Figure 2 shows the plots of F1-score with respect to time spent sleeping for each user based on whether they are poor or healthy sleepers. Red markers denote F1-scores of sleep and green markers denote F1-scores of wakefulness for each user. We obtained the Spearman’s correlation coefficient for the time spent sleeping and F1-scores for healthy and poor sleepers. For healthy sleepers, it was observed that wakefulness F1-scores and time spent sleeping were negatively correlated due to fewer wake samples causing poor wakefulness classification. For poor sleepers, time spent sleeping was positively correlated with sleep F1-scores and negatively correlated with wakefulness F1-scores.

Nonwear classification

The chosen hyperparameters for the trained random forests models for Nonwear classification for each of the five cross-validation folds are given as (trees, max-depth) tuple—(500,15), (100,15), (200,15), (300,20), (500,15). The nonwear classification performance metrics across the five outer folds are averaged and reported in Table 2 along with test set performance. It can be seen that nonwear classification using random forests performs quite well on both the outer cross-validation data and previously unseen test set.

The confusion matrices of nonwear classification are shown in Fig. 1 for the test set. The numbers in the matrices indicate the percentage of samples from the true class that was classified as the predicted class. It can be seen that Wear periods are predicted reliably whereas Nonwear periods tend to be confused with Wear periods by 11%.

The important features for nonwear classification averaged across all folds with random forests are shown in Supplementary Information Figure 7. It can be observed that statistical measures for LIDS and Z-angle are the most important features for nonwear classification.

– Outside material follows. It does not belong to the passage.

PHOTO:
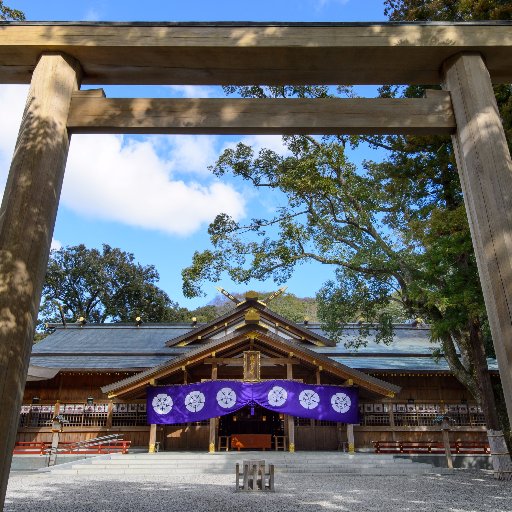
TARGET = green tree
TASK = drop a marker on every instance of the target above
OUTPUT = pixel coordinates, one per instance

Sleep stage classification

Various classes in sleep classification can be organized into a hierarchy of classes as described in METHODS. Classifying accelerometer samples according to this hierarchy might help understand the discriminative properties (if any) of data to perform nonwear detection, sleep-wake, and sleep stage classification. Hence, we perform hierarchical classification of samples using the 36 engineered features and random forests.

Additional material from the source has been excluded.